By day 3 put the lid on the mason jar and shake every time you walk by the jar. Remove the lid and listen. The more you shake the more oxygen you add to the water. This is similar to making compost tea for your garden. You are growing bacteria and it needs oxygen and food (sugar).
Interesting concept Billy! Thanks for sharing. Of course, not all bacteria are grown aerobically. I find I can ferment water kefir in an anaerobic vessel as well. I guess the same wouldn’t be true for ginger ale?
I had the same problem – the bug would actually go well for about three days and then lose the bubbles. The reason for this was too much ginger and not enough sugar. So as soon as you see your bug losing bubbles stop adding ginger and just add sugar for the next couple of days. You can start adding ginger again after the bubbles start to appear but I’ve find that sometimes all I have to add is the sugar until I am ready to use it.

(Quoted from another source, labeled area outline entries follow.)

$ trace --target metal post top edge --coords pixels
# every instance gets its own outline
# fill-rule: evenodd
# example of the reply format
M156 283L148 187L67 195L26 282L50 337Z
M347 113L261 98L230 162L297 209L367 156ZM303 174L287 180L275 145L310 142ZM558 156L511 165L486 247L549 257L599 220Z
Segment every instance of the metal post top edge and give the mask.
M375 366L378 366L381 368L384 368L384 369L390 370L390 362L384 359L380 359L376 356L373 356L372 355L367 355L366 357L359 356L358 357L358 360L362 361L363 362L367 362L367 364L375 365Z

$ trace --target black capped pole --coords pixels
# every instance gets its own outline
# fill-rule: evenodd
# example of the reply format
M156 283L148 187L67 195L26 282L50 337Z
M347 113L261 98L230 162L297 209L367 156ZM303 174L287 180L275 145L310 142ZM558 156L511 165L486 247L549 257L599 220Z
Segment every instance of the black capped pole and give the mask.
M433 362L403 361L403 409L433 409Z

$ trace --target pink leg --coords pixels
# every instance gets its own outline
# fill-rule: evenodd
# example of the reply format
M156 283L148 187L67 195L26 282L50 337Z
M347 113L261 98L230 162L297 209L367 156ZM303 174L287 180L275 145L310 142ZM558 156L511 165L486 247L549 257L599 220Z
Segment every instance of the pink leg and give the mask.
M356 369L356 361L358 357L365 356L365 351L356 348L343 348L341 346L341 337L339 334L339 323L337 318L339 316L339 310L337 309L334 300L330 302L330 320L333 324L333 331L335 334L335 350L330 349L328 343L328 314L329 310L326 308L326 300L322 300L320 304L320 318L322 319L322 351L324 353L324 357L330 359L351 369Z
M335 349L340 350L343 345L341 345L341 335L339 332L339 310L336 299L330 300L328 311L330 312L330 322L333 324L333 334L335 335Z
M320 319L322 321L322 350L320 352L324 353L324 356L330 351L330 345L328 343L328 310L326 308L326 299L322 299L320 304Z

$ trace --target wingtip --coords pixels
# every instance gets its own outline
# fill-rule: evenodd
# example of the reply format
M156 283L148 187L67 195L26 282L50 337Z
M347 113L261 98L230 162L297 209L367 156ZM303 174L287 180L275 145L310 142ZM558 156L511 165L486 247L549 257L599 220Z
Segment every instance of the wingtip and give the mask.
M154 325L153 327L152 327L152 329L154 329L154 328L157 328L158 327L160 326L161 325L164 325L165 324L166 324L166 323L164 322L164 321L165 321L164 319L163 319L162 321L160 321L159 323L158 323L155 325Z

That sounds good, I’ll try that today. I’m on my third failed ginger bug now. The first I made with plain sugar but the last one I added the tsp of molasses and left it to ferment in a different area. Still didn’t work. I’m on my 4th day of feeding it and this this morning I stirred and my bubbles are disappearing. Thanks for the advice. I’m about to give up
Felicia, did you see Charlie’s information above about the big difference between organic and non-organic ginger? Makes sense to me…
Thank you so much for adding this awesome recipe! I never thought I could make such an active culture out of ginger sugar and water.

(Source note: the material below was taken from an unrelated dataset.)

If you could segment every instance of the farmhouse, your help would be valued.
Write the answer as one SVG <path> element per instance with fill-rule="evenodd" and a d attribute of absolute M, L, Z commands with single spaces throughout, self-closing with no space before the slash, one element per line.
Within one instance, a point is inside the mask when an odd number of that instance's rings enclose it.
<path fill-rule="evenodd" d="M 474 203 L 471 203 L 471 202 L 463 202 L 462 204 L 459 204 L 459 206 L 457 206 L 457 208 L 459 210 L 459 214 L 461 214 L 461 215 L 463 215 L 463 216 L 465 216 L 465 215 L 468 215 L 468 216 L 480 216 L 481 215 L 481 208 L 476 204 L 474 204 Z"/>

Just so you know, I used raw honey instead of sugar and it worked perfectly! This is only the fourth day and my culture is super active. It pops when I open the Mason jar, the foam rises and it fizzes when I stir. The lid is metal but it hasn’t been a problem, however I stirred with a wooden spoon. I’m gonna use it to make ginger ale before it explodes, hehe
I had the same problem with my 1st two batches.
Then researched a bit and had a suggestion to stir the bug in the morning, and then again at night when you are adding to it. Or vice versa depending on when you are adding to the bug. Seems to be working for me in this 3rd batch.

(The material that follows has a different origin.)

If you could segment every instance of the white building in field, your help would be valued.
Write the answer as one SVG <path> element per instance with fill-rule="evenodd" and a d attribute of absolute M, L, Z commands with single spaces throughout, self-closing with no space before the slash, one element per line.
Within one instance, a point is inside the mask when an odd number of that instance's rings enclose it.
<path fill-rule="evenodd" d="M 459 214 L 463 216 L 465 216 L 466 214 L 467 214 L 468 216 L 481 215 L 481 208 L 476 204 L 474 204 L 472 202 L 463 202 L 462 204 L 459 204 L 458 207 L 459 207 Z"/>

I have done this with other things besides ginger. It is actually formed from the yeasts and microbes that are in the air. A coffee filter does little more than prevent insects, debris, and other large organisms from getting in, however anything that is in the air can and will get in. If you do this in an environment where you have made cheese, it will taste cheesy. If you make it in an environment where you brew beer or wine it will eventually become alcoholic.
This is also a method that they use in some Belgian breweries. They are called open fermenters, typically used in farmhouse ales. These have been brewed in the same facilities for years, so there is a lot of yeasts in the air that like the malty wort.
I have been home brewing my own mead for nearly 20 years now, and often times use the same yeast over and over for a number of years.
The same results could be achieved by using a good fruit wine yeast.
This is true. A further ‘helper’ was the stirring paddle or spoon (stick) used by the brewers of ancient times. Particularly, in Africa, the mama would brew the beer for the men always using the same equipment as much as was possible. The Catholic Priests in Belgium would ensure the beer vats were never washed out completely nor were their ‘special’ stirring paddles – after all, even God needs a little help when it comes to brewing.
In this light, I always use the same little wooden spoon when stirring my bugs. I use it, give it a bit of a shake, cover it in its cloth and store it away in a dry, dust-free place. My little helper.
Kind regards from Africa.
You feed it more ginger and sugar everyday to keep it alive.